Fig. 6.

Crosslinking between residues in the Aer-PAS β-scaffolding and the Aer-HAMP AS-2 helix.

A. Western blot showing disulfide band formation between substitutions I114C in the PAS domain and Q248C in the HAMP AS-2 helix in response to the oxidant copper phenanthroline. Some crosslinking between cognate I114C residues occurred (lane 1) during maturation (it decreased in the presence of chloramphenicol; not shown), and it was absent in the Aer-I114C/Q248C double-replacement protein (lane 2). The extent of Q248C/Q248C crosslinking was approximately 1%. The mobility of the disulfide products indicated that PAS/HAMP contacts occurred between monomers rather than within monomers.

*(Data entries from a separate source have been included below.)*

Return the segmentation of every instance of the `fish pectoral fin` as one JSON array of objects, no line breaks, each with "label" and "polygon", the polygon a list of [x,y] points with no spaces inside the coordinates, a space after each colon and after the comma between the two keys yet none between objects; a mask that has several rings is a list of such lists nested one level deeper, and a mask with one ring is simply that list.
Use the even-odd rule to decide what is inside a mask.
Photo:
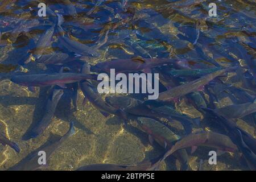
[{"label": "fish pectoral fin", "polygon": [[191,147],[191,154],[194,153],[196,151],[197,148],[197,146],[192,146]]},{"label": "fish pectoral fin", "polygon": [[108,117],[109,116],[109,114],[102,111],[100,111],[100,112],[101,113],[101,114],[102,114],[104,117],[105,117],[106,118]]},{"label": "fish pectoral fin", "polygon": [[154,140],[154,138],[152,137],[151,135],[148,135],[148,141],[150,142],[151,145],[153,144]]},{"label": "fish pectoral fin", "polygon": [[133,61],[135,61],[139,63],[145,63],[145,60],[141,57],[135,57],[131,59]]},{"label": "fish pectoral fin", "polygon": [[46,169],[47,168],[49,167],[49,164],[43,164],[43,165],[40,165],[40,167],[38,168],[38,169]]},{"label": "fish pectoral fin", "polygon": [[150,68],[145,68],[142,70],[142,72],[145,73],[151,73],[151,69]]},{"label": "fish pectoral fin", "polygon": [[226,151],[218,149],[218,150],[217,151],[217,156],[220,156],[225,153],[226,153]]},{"label": "fish pectoral fin", "polygon": [[36,89],[35,86],[28,86],[28,90],[32,92],[36,92]]},{"label": "fish pectoral fin", "polygon": [[87,98],[85,97],[84,97],[84,100],[82,101],[82,105],[83,106],[85,105],[85,104],[86,104],[87,101],[88,101]]},{"label": "fish pectoral fin", "polygon": [[166,147],[167,147],[167,143],[164,141],[164,149],[166,149]]},{"label": "fish pectoral fin", "polygon": [[57,84],[57,85],[58,85],[59,87],[62,88],[63,89],[67,88],[66,85],[65,85],[64,84]]}]

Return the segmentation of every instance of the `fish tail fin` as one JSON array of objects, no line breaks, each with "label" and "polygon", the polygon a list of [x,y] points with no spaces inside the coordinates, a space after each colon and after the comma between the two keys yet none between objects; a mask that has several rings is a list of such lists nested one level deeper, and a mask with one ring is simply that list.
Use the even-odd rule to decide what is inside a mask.
[{"label": "fish tail fin", "polygon": [[69,130],[68,131],[68,136],[71,136],[75,134],[76,131],[74,128],[74,122],[71,122],[69,123]]},{"label": "fish tail fin", "polygon": [[180,167],[180,171],[187,171],[188,168],[188,162],[185,162],[181,164]]},{"label": "fish tail fin", "polygon": [[19,153],[20,151],[20,149],[19,147],[19,146],[15,142],[11,142],[10,144],[10,147],[13,148],[17,153]]},{"label": "fish tail fin", "polygon": [[192,121],[194,122],[194,123],[195,123],[197,126],[200,126],[200,121],[201,121],[201,118],[200,117],[198,117],[198,118],[193,118]]}]

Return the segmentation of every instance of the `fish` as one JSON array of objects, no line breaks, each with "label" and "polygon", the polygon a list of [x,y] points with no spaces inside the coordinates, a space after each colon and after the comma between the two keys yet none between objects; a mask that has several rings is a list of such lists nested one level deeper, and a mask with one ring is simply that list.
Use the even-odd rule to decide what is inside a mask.
[{"label": "fish", "polygon": [[17,0],[6,0],[3,1],[0,5],[0,13],[5,12],[7,10],[7,7],[12,3],[15,3]]},{"label": "fish", "polygon": [[231,105],[216,109],[215,112],[228,119],[238,119],[256,112],[256,103]]},{"label": "fish", "polygon": [[107,96],[106,102],[116,109],[122,109],[125,112],[134,115],[134,116],[147,117],[158,119],[156,117],[171,119],[171,117],[167,114],[158,113],[143,105],[143,102],[134,98],[125,96]]},{"label": "fish", "polygon": [[97,80],[97,77],[96,75],[75,73],[26,74],[14,76],[11,78],[11,81],[15,84],[28,87],[57,85],[60,87],[65,88],[64,85],[66,84],[71,84],[86,79]]},{"label": "fish", "polygon": [[158,100],[161,101],[168,101],[171,100],[175,100],[177,98],[185,96],[191,92],[197,91],[200,89],[205,85],[209,82],[217,77],[218,76],[222,75],[227,71],[236,69],[237,67],[230,67],[228,68],[222,69],[207,75],[200,78],[196,79],[191,82],[184,84],[183,85],[177,86],[168,90],[162,92],[159,94]]},{"label": "fish", "polygon": [[175,109],[169,106],[163,106],[160,107],[153,107],[151,109],[159,114],[168,115],[179,122],[180,122],[183,126],[187,134],[192,133],[193,126],[199,126],[200,123],[200,118],[191,118],[189,116],[181,113]]},{"label": "fish", "polygon": [[10,32],[10,36],[7,39],[11,43],[14,43],[22,32],[27,33],[33,27],[40,24],[40,22],[36,19],[20,20],[17,25]]},{"label": "fish", "polygon": [[47,100],[43,118],[39,122],[38,125],[31,130],[31,134],[30,135],[31,138],[36,138],[42,134],[51,123],[59,101],[64,93],[63,89],[56,87],[55,86],[53,89],[52,93]]},{"label": "fish", "polygon": [[256,159],[256,139],[237,126],[232,121],[218,115],[214,110],[209,108],[202,108],[202,109],[213,117],[214,121],[225,130],[226,135],[244,155],[248,166],[252,170],[255,170],[256,163],[251,163],[251,160],[255,162]]},{"label": "fish", "polygon": [[[51,158],[51,155],[55,151],[59,149],[63,143],[71,136],[75,134],[75,130],[73,127],[73,122],[71,122],[69,129],[60,139],[49,145],[47,145],[40,149],[38,149],[30,154],[25,158],[22,159],[16,164],[10,168],[9,171],[35,171],[47,167],[47,163]],[[39,164],[38,159],[40,157],[38,155],[39,151],[44,151],[46,154],[46,164]]]},{"label": "fish", "polygon": [[13,150],[14,150],[17,153],[19,153],[19,152],[20,151],[20,149],[19,148],[18,144],[10,140],[2,133],[0,133],[0,143],[4,146],[5,146],[6,145],[9,146]]},{"label": "fish", "polygon": [[245,143],[243,136],[240,129],[237,129],[239,138],[237,140],[239,149],[242,151],[249,167],[253,171],[256,170],[256,154]]},{"label": "fish", "polygon": [[38,40],[38,43],[36,43],[36,49],[34,51],[34,54],[36,59],[39,59],[42,56],[44,51],[44,49],[49,46],[51,40],[53,35],[55,27],[55,25],[51,27],[51,28],[48,29],[46,33],[42,35]]},{"label": "fish", "polygon": [[[174,146],[175,142],[180,137],[167,126],[153,119],[139,117],[137,118],[139,128],[148,135],[151,143],[155,140],[162,147],[169,150]],[[180,162],[181,169],[187,170],[188,168],[188,154],[185,150],[179,150],[174,155]]]},{"label": "fish", "polygon": [[146,58],[151,58],[151,56],[149,54],[148,52],[142,48],[140,45],[139,45],[135,41],[133,40],[133,39],[130,39],[129,40],[126,40],[125,43],[130,46],[133,49],[134,49],[135,52],[139,53],[141,56]]},{"label": "fish", "polygon": [[35,61],[36,63],[44,63],[45,64],[63,64],[65,63],[67,61],[71,61],[72,59],[67,59],[69,56],[65,53],[53,53],[47,55],[43,55],[39,58],[36,59]]},{"label": "fish", "polygon": [[200,133],[192,133],[183,137],[177,141],[168,151],[166,156],[171,155],[180,149],[192,147],[192,152],[195,152],[198,146],[205,146],[215,148],[217,153],[222,151],[234,152],[238,148],[229,136],[217,133],[208,131]]},{"label": "fish", "polygon": [[87,12],[86,15],[90,15],[93,11],[94,11],[105,0],[97,0],[96,1],[96,3],[88,12]]},{"label": "fish", "polygon": [[201,77],[205,75],[212,73],[221,70],[221,68],[208,69],[172,69],[168,72],[171,76],[175,77]]},{"label": "fish", "polygon": [[[90,65],[86,63],[82,68],[81,73],[88,75],[90,73]],[[121,111],[102,99],[102,97],[95,90],[90,80],[81,81],[80,86],[85,96],[85,101],[88,99],[105,117],[109,116],[110,114],[118,114]]]},{"label": "fish", "polygon": [[[59,31],[60,31],[60,30]],[[98,57],[100,55],[96,49],[82,44],[78,41],[72,40],[69,38],[67,38],[65,36],[59,36],[59,38],[61,45],[70,51],[79,55],[94,57]]]},{"label": "fish", "polygon": [[200,35],[200,20],[197,20],[196,22],[196,26],[195,26],[195,31],[196,31],[196,37],[194,40],[194,42],[193,42],[193,45],[195,45],[196,44],[196,43],[197,43],[197,40],[199,39],[199,36]]},{"label": "fish", "polygon": [[184,59],[141,59],[135,57],[131,59],[117,59],[97,63],[92,67],[92,71],[110,72],[110,69],[115,69],[115,72],[142,71],[151,72],[151,69],[164,64],[179,64],[186,62]]},{"label": "fish", "polygon": [[68,15],[73,17],[77,16],[76,8],[69,0],[57,0],[57,1],[63,6]]},{"label": "fish", "polygon": [[160,155],[151,160],[144,159],[135,164],[94,164],[79,167],[77,171],[154,171],[161,164]]},{"label": "fish", "polygon": [[201,107],[207,107],[207,104],[204,97],[199,92],[193,92],[187,95],[187,98],[193,106],[199,111],[201,111]]}]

B. Extents of crosslinking between replacement Q248C in the HAMP AS-2 helix and either N98C or I114C in the β-scaffolding of the PAS domain. Whole cells were incubated with 600 µM copper phenanthroline for 20 min at 25° C (Taylor et al., 2007).

C. Residues I114 and N98 (red) lie within the signal-on cluster of substitutions (yellow) in the PAS β-scaffolding, supporting the hypothesis that conformational changes in this region are transmitted directly to the HAMP AS-2 helix.